Salt fingering is a mixing process, example of double diffusive instability, that occurs when relatively warm, salty water overlies relatively colder, fresher water. It is driven by the fact that heated water diffuses more readily than salty water. A small parcel of warm, salty water sinking downwards into a colder, fresher region will lose its heat before losing its salt, making the parcel of water increasingly denser than the water around it and sinking further. Likewise, a small parcel of colder, fresher water will be displaced upwards and gain heat by diffusion from surrounding water, which will then make it lighter than the surrounding waters, and cause it to rise further. Paradoxically, the fact that salinity diffuses less readily than temperature means that salinity mixes more efficiently than temperature due to the turbulence caused by salt fingers.

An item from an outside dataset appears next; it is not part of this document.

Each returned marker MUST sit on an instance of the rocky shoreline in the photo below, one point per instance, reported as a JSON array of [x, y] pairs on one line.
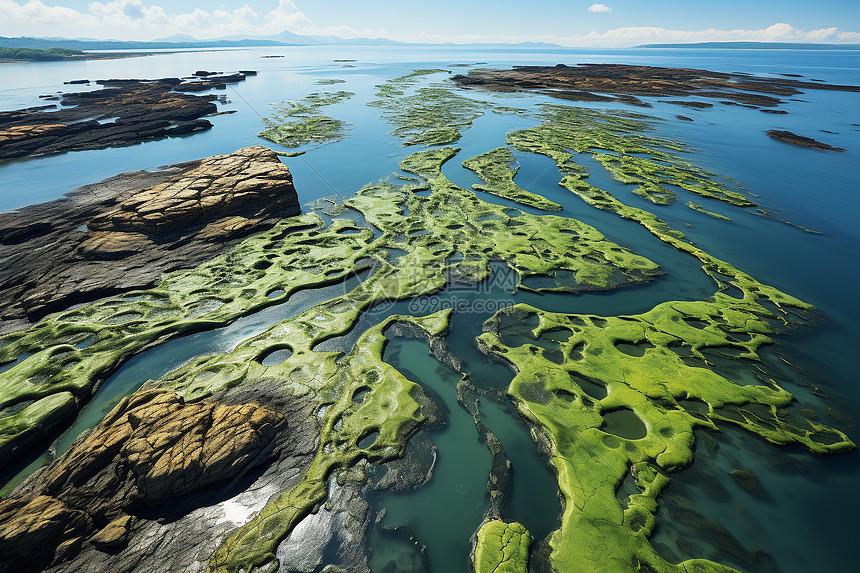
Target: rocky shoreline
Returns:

Salt fingering was first described mathematically by Professor Melvin Stern of Florida State University in 1960 and important field measurements of the process have been made by Raymond Schmitt of the Woods Hole Oceanographic Institution and Mike Gregg and Eric Kunze of the University of Washington, Seattle. A particularly interesting area for salt fingering is found in the Caribbean Sea, where it is responsible for producing a "staircase" of well-mixed layers a few metres in thickness that extend for hundreds of kilometres.

Pre-dating the work of Stern, a paper by the American oceanographer Henry Stommel discussed the creation of a large-scale salt finger in which a column of water would be surrounded by a membrane that would allow diffusion of temperature but not salinity. Once primed by the upward movement of the colder and fresher intermediate water, the resultant "perpetual salt fountain" would be able to draw energy (heat) from the local ocean water stratification.

References

Gregg, M.C., (1988). Mixing in the thermohaline staircase east of Barbados. In Small Scale Turbulence and Mixing in the Ocean, eds. J.C.J. Nihoul and B.M. Jamart, Elsevier Oceanography Ser., 46, 453-470.
Kunze, Eric, (1987). Limits on growing, finite–length salt fingers: A Richardson number constraint. Journal of Marine Research., 45, 533-556.
Schmitt, Raymond W. The Ocean's Salt Fingers. Scientific American, May 1995, pp. 70–75.
Turner, J.S., (1973). Buoyancy effects in fluids. Cambridge University Press, pp. 251–287 (chapter 8).
Stern, Melvin E., (1960). The ”salt-fountain” and thermohaline convection. Tellus, 12,172-175.
Stommel, H., Arons, A.B., & Blanchard, D. (1956). An oceanographic curiosity: the perpetual salt fountain. Deep-Sea Research, 3,152-153.